Wolanin identifies a number of factors that keep foster youth from pursuing higher education. In general, he contends that overworked, underpaid and insufficiently trained social workers; foster parents who turn over frequently and who also do not receive adequate training and support; and overburdened school counselors do not provide the adult mentoring and nurturing needed for foster youth to develop independence and maturity. In addition, foster youth more often develop mental illnesses and emotional fragility that are significant barriers to higher education opportunities.
Independent living programs, particularly those supported by the federal John H. Chafee Foster Care Independence Program, aim to help foster youth generally between the ages of 16 and 21 to make the transition to self-sufficiency. However, these programs only serve about half of the eligible foster youth.
The report makes the following key recommendations to address some of these barriers.
- Achieving high levels of educational attainment for all foster youth should be embedded in the professional responsibilities of all those who care for and serve foster youth.
- Sustained, intensive, and comprehensive independent living programs should be available to all foster youth as early as age 14. Foster youth who age-out of foster care or spend at least one year in care after age 13, should be given adequate time to mature by extending their eligibility for support through independent living and other programs up to age 24.
- The U. S. Department of Health and Human Services should carry out its legislative mandates to systematically evaluate independent living programs and encourage adoption of the best practices, and to collect timely and accurate data about the educational attainment of foster youth and use that data as a measure of accountability for the “well-being” of foster youth.
- States should be required to provide Medicaid coverage for foster youth up to age 24, especially to enable them to obtain any necessary mental health services.
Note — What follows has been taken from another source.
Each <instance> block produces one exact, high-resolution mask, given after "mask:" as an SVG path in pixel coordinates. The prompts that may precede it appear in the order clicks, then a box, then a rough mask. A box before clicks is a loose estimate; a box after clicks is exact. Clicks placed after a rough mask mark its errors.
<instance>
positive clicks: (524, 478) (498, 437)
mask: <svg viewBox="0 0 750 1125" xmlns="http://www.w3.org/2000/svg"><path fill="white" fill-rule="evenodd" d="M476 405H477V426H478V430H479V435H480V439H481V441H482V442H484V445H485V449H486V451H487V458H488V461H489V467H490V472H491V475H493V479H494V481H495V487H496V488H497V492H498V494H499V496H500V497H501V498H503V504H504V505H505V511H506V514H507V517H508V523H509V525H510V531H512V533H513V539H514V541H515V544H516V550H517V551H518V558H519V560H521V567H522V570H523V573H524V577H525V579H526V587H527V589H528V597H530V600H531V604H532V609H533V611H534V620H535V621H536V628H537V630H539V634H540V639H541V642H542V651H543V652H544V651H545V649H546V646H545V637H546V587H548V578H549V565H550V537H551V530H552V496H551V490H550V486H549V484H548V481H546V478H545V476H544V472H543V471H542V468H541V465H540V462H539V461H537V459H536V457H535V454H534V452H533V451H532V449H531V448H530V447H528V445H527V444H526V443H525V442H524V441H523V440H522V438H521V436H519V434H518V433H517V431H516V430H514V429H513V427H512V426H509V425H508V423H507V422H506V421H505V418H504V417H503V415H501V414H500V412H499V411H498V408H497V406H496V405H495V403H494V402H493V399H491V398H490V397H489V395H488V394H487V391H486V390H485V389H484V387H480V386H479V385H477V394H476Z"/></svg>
- Whenever possible foster youth should remain in the same school even if their residential placement changes. When a change in school is necessary, it should be carried out with minimal disruption of the foster youth’s education, such as by making the change between school terms.
- Federal programs such as TRIO, GEAR-UP, and the Free Application for Federal Student Aid (FAFSA) should be modified to more effectively reach foster youth and to better serve their unique needs.
“Higher Education Opportunities for Foster Youth” is one of a series of reports funded by the Ford Foundation that examine how and why specific groups are slipping through the cracks of American postsecondary educational opportunity.